Offri vino. Offri pane. Rendi il cuore
a se stesso, allo straniero che ti ha amato
per tutta la tua vita, che hai ignorato
per un altro e che ti sa a memoria.
Dallo scaffale tira giù le lettere d'amore,
le fotografie, le note disperate,
sbuccia via dallo specchio la tua immagine.
Siediti. È festa: la tua vita è in tavola.
(“Amore dopo amore” di Derek Walcott)


Stare nella testa di un altro. Guardarci dentro. E' un superpotere che mi è toccato in sorte da quando ho scelto di condividere la mia vita con uno scrittore che ha fatto, di fatto, della sua scrittura la sua vita. Saluterai te stesso arrivato alla tua porta, nel tuo proprio specchio.
Rispecchiare.
Ho iniziato, giorno dopo giorno, pagina dopo pagina, a sentirmi parte di una zona oscura, sotterranea. Leggo il buio di un subconscio che non è il mio senza cercare la luce, come se scegliessi di un albero amato, a cui mi aggrappo, di abbracciare le radici e non il tronco solido e frondoso che piace a me e che gli "altri" preferiscono. 
Ecco la sensazione quando leggo o sono personaggio tra personaggi, mi fa un male euforico da anni. Ma mi sembra, comunque, ogni volta un privilegio.
È festa: la tua vita è in tavola.














martedì 13 marzo 2018

Milano-Roma



Oh carin, beattin, mattin, smorbin,
arcadin, poettin, ciccin, contin,
puresin col tossin che in Parnassin
pien d'estrin fa frin frin col ghittarin.

Oh carino, burlino, bigottino,
contino, omino, poetino, arcadino,
capino vanino che in Parnassino
fa estrosino un trillino al chitarrino.
(Carlo Porta nella traduzione di Patrizia Valduga)

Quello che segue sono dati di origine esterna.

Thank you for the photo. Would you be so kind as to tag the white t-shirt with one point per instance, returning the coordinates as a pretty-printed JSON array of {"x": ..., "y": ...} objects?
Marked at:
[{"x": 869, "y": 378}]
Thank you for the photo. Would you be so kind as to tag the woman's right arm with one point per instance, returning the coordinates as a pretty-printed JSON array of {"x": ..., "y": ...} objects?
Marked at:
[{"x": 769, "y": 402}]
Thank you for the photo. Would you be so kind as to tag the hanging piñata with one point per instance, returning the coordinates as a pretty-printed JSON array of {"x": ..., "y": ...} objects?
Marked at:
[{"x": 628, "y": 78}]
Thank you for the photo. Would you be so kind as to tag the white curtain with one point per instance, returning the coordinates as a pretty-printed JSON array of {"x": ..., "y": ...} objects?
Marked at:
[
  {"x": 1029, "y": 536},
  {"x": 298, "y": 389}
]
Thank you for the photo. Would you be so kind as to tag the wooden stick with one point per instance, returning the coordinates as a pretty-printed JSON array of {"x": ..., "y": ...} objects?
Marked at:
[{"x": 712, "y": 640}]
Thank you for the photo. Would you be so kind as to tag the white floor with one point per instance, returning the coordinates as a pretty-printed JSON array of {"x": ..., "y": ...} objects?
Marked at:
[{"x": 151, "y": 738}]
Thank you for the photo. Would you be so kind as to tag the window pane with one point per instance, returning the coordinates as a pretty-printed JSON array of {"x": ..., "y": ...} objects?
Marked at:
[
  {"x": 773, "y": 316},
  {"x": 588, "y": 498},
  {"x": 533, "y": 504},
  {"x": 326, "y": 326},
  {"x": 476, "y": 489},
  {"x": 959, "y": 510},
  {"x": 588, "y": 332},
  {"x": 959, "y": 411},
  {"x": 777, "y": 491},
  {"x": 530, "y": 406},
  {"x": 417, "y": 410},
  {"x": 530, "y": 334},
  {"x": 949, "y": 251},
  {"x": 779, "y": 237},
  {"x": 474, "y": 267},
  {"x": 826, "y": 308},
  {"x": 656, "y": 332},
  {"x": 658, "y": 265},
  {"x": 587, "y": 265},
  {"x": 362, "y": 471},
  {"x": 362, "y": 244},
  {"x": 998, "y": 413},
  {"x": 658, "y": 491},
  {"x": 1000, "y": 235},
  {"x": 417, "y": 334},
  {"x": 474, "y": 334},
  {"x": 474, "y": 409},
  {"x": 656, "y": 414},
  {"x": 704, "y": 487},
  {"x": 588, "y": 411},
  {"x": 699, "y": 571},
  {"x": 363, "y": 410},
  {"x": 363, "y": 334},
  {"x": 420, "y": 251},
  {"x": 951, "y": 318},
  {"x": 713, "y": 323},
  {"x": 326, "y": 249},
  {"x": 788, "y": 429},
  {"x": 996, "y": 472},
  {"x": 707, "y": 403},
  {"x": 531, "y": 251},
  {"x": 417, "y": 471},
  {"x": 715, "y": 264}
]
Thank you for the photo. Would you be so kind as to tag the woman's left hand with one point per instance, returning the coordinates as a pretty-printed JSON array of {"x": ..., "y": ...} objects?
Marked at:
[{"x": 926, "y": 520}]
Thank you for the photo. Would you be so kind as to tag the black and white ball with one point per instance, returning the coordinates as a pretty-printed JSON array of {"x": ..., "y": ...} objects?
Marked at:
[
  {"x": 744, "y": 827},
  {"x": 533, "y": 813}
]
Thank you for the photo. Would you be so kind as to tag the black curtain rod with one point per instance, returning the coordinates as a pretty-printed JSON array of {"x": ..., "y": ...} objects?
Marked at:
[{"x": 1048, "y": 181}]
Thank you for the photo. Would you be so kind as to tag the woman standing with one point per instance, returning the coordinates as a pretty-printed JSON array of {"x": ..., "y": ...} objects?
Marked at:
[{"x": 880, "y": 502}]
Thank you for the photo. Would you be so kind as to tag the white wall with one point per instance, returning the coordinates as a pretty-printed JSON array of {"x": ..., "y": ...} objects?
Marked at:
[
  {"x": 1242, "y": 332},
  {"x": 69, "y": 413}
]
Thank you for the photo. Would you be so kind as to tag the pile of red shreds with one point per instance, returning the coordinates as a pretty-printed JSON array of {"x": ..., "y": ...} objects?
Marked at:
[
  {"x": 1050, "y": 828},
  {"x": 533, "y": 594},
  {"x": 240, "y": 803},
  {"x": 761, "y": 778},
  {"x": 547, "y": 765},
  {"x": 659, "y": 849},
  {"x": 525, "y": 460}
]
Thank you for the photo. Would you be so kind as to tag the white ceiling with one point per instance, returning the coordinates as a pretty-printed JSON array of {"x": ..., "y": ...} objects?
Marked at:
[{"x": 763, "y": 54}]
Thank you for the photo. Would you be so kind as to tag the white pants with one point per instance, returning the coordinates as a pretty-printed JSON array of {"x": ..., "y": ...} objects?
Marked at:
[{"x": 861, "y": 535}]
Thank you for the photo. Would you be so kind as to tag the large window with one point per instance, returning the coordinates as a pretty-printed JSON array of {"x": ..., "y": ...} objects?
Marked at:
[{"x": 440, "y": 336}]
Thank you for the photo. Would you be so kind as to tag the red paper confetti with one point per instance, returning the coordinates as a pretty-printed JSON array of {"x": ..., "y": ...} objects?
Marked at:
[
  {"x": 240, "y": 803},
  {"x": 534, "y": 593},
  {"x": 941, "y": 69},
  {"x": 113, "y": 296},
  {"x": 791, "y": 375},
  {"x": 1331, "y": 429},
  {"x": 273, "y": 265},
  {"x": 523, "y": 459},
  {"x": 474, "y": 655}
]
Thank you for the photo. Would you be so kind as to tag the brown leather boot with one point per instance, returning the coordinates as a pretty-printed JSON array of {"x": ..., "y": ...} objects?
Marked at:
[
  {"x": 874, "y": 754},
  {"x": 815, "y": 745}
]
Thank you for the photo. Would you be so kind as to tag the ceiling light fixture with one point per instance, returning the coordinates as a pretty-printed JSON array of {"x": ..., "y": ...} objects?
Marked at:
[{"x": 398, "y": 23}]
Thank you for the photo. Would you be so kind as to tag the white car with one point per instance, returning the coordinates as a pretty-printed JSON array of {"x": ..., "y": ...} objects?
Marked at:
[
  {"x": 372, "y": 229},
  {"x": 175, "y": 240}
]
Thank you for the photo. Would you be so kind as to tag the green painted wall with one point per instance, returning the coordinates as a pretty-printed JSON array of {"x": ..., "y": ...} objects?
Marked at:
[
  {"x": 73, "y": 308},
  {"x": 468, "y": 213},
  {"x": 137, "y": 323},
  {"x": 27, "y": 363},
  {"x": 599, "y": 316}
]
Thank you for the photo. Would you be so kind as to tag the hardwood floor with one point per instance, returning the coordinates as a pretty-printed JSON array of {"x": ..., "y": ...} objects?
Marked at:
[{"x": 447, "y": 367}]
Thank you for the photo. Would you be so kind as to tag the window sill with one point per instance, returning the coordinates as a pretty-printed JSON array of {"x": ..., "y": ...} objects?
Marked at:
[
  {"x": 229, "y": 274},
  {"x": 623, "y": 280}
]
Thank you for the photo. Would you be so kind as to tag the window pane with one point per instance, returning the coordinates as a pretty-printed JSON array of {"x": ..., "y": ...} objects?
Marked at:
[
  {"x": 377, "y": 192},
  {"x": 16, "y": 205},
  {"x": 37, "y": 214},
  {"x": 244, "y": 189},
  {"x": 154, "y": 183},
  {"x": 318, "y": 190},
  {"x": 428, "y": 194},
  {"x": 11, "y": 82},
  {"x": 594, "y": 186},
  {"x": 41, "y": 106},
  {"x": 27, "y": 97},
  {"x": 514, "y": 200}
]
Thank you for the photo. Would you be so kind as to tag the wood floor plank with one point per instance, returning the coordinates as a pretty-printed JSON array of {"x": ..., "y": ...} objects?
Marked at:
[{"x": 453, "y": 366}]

Con i versi di Carlo Porta, appena tradotti dalla grande Patrizia Valduga, concludo degnamente la mia trasferta milanese nel Parnassino di Tempo di Libri, consacrato al culto delle nove muse + una (quella del fatturato).
Nel trolley ho infilato alcuni classici di poesia, un Apollinaire, Vita di un uomo di Ungaretti, Poesie scritte con il lapis di Marino Moretti, vecchi testi freschi di vintage, utile carburante per il blog. E anche un tomo sul ghiaccio che si sta sciogliendo per il riscaldamento globale che non so se leggerò mai. Ho messo la passeggiata di un libro di Siti (Piazza Gae Aulenti, il bosco verticale e Sephora) e la Ghisolfa testoriana, qualche sprazzo della tristezza milanese di Milo De Angelis negli scorci brumosi illuminati dai fanali delle macchine che arrivano. La confessione di un amore finito consegnatami da un uomo disperato che non conoscevo. Ci ho anche messo dentro alcuni incontri belli con poeti amici, su tutti Mariangela Gualtieri e Patrizia Cavalli, insieme, per un yin e yang in equilibrio perfetto. La Gualtieri intimista, femminile e introversa e come trafitta da un raggio di luce, Cavalli con il suo sguardo poetico estroverso e dritto ma come screziato da una venatura, alla fine del verso, ogni volta così amara e così tipicamente romana.
A proposito di Roma.
Torno volentieri tra le care e vecchie buche. Non sono abituata all'asfalto liscio, impermeabile, che non si sbriciola. La mia camminata si notava troppo rispetto a quella meneghina doc, io che camminavo guardinga, pronta a schivare una buca che non c'era mai. I miei piedi che arrivavano al selciato prima di quanto preventivato in automatico, come in un settaggio "attenta a non cadere" tutto romano. 
Alle buche, ormai, sono abituata. Ed è solo a Roma che mi rilasso, nell'ansia di inciampare.